QC Attributes module works with pre-stack and post-stack data sets. It is designed to display color maps of various calculated attributes, alongside a frequency spectrum. The attributes are calculated inside the area defined by the analysis window and inside the noise analysis window. In production seismic processing sequence it is usually when geophysicist should calculate and produce qualitative analysis of the following list of QC attributes: Signal Amplitude, Noise (microseism) Amplitude, Signal to Noise Ratio, Dominant Frequency, Spectrum Width.

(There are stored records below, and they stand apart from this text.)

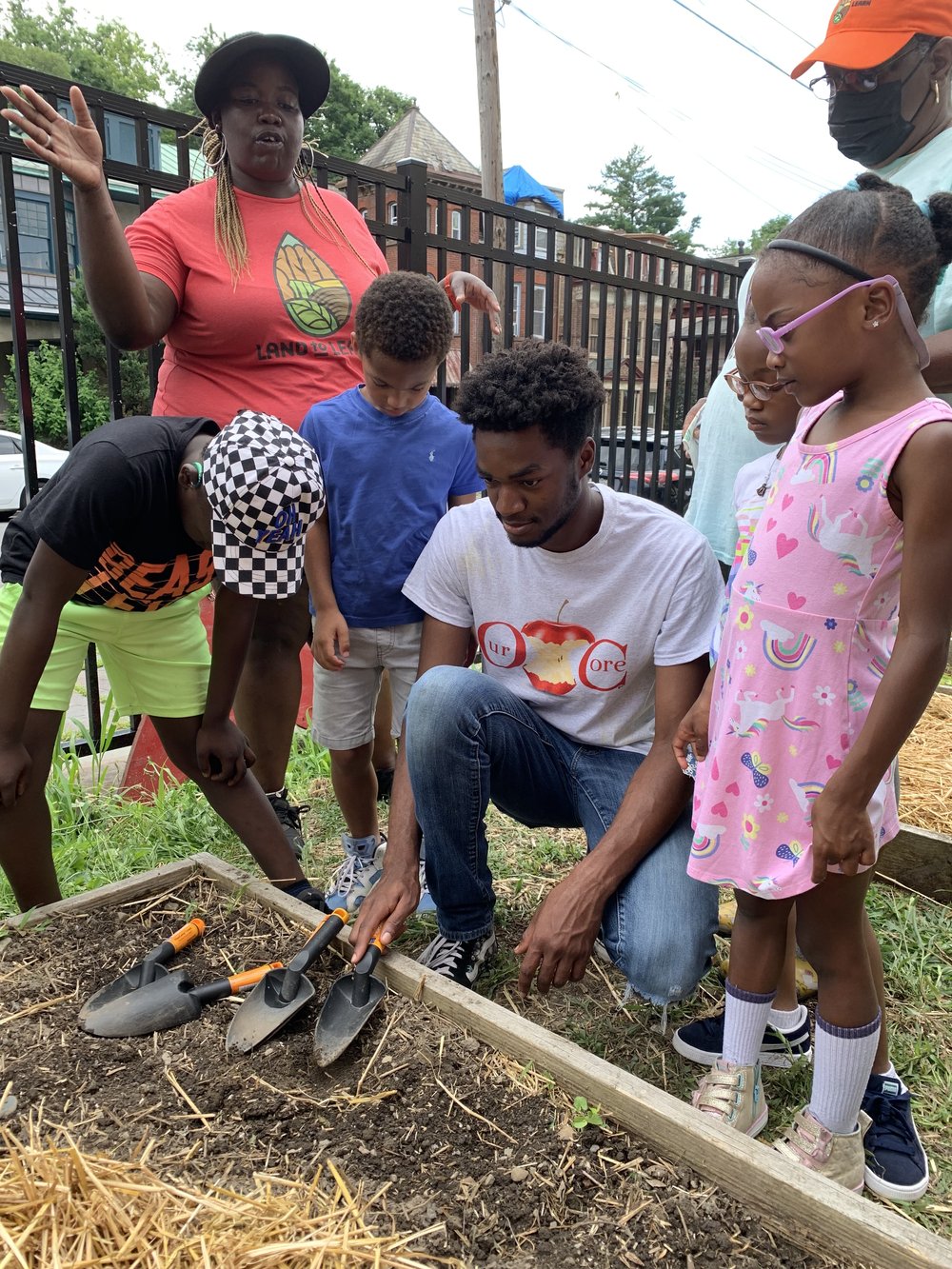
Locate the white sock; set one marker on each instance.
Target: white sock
(843, 1059)
(744, 1023)
(787, 1020)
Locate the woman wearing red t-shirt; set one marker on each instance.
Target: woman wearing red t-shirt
(250, 278)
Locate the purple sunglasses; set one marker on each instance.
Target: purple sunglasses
(773, 339)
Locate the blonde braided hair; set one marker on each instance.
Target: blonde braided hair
(230, 228)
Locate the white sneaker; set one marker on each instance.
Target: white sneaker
(357, 876)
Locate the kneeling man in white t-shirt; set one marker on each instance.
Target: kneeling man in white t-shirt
(593, 612)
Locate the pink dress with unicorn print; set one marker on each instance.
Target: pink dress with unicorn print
(807, 637)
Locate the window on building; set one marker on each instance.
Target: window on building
(36, 235)
(121, 136)
(539, 312)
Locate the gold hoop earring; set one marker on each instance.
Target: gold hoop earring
(211, 137)
(303, 170)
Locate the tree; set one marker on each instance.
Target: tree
(135, 388)
(346, 126)
(185, 83)
(354, 117)
(109, 56)
(638, 198)
(49, 395)
(769, 229)
(754, 244)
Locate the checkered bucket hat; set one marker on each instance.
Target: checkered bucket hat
(266, 488)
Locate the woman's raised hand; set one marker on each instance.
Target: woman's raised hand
(75, 149)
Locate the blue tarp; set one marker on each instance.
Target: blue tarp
(518, 186)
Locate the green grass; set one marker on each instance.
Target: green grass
(99, 838)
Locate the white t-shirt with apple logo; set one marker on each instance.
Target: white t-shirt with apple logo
(578, 633)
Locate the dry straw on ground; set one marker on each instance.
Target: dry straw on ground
(925, 769)
(60, 1207)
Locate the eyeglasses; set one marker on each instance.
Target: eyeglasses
(761, 391)
(773, 339)
(826, 87)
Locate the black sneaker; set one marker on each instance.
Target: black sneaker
(289, 819)
(897, 1165)
(459, 961)
(307, 894)
(704, 1042)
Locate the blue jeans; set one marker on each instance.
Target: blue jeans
(470, 740)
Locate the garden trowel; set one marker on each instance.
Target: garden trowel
(349, 1004)
(282, 993)
(166, 1002)
(148, 970)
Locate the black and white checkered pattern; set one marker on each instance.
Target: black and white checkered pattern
(266, 488)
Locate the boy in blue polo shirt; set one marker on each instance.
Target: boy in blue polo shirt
(395, 458)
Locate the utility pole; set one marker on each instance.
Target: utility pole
(490, 129)
(487, 94)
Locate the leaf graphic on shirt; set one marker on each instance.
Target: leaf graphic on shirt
(314, 297)
(547, 664)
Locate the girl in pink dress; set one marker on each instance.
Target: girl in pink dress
(822, 673)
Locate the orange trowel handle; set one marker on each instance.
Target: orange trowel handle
(249, 978)
(189, 932)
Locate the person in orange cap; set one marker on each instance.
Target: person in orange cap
(885, 75)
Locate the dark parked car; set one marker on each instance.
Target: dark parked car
(654, 483)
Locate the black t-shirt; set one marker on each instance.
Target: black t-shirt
(113, 509)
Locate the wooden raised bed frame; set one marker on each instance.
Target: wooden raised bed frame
(809, 1210)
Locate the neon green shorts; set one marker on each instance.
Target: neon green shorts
(156, 663)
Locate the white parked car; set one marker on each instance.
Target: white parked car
(13, 492)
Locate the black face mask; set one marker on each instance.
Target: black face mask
(868, 127)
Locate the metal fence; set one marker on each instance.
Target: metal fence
(657, 323)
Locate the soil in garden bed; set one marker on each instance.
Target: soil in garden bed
(441, 1130)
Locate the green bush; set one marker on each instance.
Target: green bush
(49, 392)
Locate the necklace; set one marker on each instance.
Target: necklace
(768, 477)
(329, 226)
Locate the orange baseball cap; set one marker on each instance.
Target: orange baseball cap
(864, 33)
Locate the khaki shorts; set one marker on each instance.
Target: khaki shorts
(345, 700)
(156, 663)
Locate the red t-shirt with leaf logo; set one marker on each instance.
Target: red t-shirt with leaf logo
(281, 339)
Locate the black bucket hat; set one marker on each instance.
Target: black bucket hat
(310, 68)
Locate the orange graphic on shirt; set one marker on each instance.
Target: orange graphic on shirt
(315, 298)
(556, 656)
(121, 582)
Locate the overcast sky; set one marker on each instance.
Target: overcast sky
(741, 138)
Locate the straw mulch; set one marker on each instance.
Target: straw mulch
(925, 769)
(61, 1207)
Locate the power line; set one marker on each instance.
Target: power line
(788, 30)
(734, 41)
(639, 88)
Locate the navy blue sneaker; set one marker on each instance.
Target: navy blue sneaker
(897, 1165)
(704, 1042)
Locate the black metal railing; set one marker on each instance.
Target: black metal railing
(657, 323)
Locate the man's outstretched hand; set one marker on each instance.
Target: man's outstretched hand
(558, 943)
(388, 905)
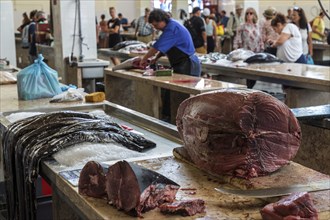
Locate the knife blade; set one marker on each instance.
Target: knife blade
(274, 192)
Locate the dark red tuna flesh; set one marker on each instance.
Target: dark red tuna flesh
(295, 206)
(135, 189)
(242, 133)
(92, 180)
(184, 208)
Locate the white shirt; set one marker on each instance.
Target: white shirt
(304, 38)
(291, 49)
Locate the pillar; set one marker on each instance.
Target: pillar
(66, 32)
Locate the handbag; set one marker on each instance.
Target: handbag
(309, 59)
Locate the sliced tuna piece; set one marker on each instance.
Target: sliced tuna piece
(135, 189)
(184, 208)
(295, 206)
(92, 180)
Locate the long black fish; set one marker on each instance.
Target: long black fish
(28, 141)
(263, 58)
(125, 44)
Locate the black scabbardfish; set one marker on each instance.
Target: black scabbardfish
(28, 141)
(263, 58)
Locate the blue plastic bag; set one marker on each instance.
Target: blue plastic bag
(37, 81)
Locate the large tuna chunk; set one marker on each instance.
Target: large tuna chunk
(242, 133)
(135, 189)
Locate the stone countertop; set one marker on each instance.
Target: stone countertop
(292, 74)
(177, 82)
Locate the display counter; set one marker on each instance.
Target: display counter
(143, 93)
(304, 85)
(321, 51)
(68, 204)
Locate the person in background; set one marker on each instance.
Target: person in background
(249, 37)
(289, 15)
(224, 18)
(211, 31)
(248, 34)
(114, 32)
(299, 19)
(318, 27)
(289, 45)
(267, 31)
(235, 20)
(200, 42)
(24, 29)
(217, 15)
(175, 42)
(103, 34)
(26, 21)
(144, 31)
(32, 38)
(123, 22)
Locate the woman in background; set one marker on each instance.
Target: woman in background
(289, 45)
(103, 34)
(299, 19)
(113, 30)
(318, 27)
(26, 20)
(210, 29)
(248, 34)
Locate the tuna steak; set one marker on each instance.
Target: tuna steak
(184, 208)
(135, 189)
(241, 133)
(295, 206)
(92, 180)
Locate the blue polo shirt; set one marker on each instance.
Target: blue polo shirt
(175, 35)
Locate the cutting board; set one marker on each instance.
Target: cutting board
(194, 183)
(288, 175)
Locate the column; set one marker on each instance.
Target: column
(66, 32)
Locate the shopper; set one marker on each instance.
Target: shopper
(318, 27)
(114, 33)
(103, 34)
(26, 21)
(32, 36)
(289, 45)
(175, 42)
(248, 33)
(144, 31)
(267, 31)
(299, 19)
(235, 20)
(224, 18)
(123, 22)
(198, 26)
(211, 31)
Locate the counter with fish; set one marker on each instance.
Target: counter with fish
(180, 178)
(304, 85)
(133, 89)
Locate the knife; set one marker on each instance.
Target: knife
(274, 192)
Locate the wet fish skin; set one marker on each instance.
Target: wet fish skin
(263, 58)
(28, 141)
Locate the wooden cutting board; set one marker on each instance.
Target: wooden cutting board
(291, 174)
(196, 183)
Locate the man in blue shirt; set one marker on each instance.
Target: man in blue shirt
(175, 42)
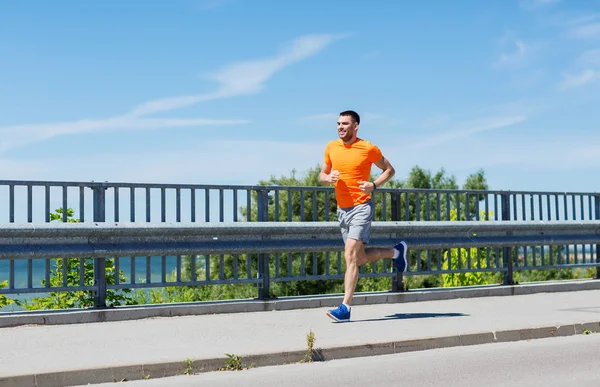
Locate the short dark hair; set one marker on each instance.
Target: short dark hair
(352, 114)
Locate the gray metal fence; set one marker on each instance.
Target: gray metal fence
(33, 202)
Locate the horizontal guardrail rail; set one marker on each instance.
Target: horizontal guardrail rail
(104, 240)
(262, 243)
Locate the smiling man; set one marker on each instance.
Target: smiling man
(347, 165)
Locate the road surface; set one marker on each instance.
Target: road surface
(563, 361)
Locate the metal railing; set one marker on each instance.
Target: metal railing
(262, 242)
(24, 202)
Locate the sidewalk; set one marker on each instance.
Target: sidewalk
(61, 355)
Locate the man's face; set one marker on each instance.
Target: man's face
(347, 128)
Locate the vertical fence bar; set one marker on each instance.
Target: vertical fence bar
(47, 204)
(263, 259)
(178, 205)
(193, 204)
(506, 251)
(597, 213)
(30, 204)
(148, 204)
(163, 205)
(221, 205)
(100, 263)
(11, 204)
(132, 204)
(397, 280)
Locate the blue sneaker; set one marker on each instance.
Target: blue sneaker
(340, 314)
(401, 262)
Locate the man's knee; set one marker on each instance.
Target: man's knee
(353, 250)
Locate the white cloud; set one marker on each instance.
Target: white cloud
(19, 135)
(590, 58)
(241, 78)
(513, 58)
(587, 31)
(238, 158)
(468, 129)
(580, 79)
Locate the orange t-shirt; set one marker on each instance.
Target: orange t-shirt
(354, 163)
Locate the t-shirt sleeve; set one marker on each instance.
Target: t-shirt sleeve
(326, 156)
(375, 154)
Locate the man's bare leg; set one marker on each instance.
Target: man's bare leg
(356, 255)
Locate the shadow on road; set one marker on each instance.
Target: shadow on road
(406, 316)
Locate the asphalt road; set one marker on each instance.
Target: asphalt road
(563, 361)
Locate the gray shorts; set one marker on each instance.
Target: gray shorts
(355, 222)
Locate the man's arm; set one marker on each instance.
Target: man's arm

Add all necessary modules for the first part. Connect input and output data items sequentially:

1. Read seismic traces

2. Select traces

3. Sort traces

4. QC Attributes

1) Read seismic traces. Load seismic traces from the previous step 0001_Geometry, because this data set has offset values which are required for window definition in QC attributes. Execute the module. There is no need to load seismic data into a RAM, because QC Attributes module is able to perform calculation without keeping the entire data set in memory. Define an input data file after geometry step:

Parameters:

2) Select traces. This module allows us to select traces that meets the given condition. Teapot 3D data set contains bad source gather (merged), therefore we need to remove it by using selection option. Connect an input DataItem (trace headers) and define selection condition:

Input data:

Parameters:

3) Sort traces. QC attributes module requires offset sorted data, so OFFSET is a secondary key in Sort traces module:

Input data:

Pay attention that you should select included traces after Select traces procedure:

Parameters:

4) QC Attributes. This module calculates many seismic attributes, so it is reasonable to choose only that we really need. Remove unnecessary picks in the check box list:

Input data:

Parameters:

Open vista windows for this module, look at gather and define windows for analysis by setting parameters in the module or use mouse for drawing qc windows:

and other parameters:

If we need to export QC attributes, use Save attributes to header parameter: add some traces headers -> click on Save attributes to headers function in the modules Action menu.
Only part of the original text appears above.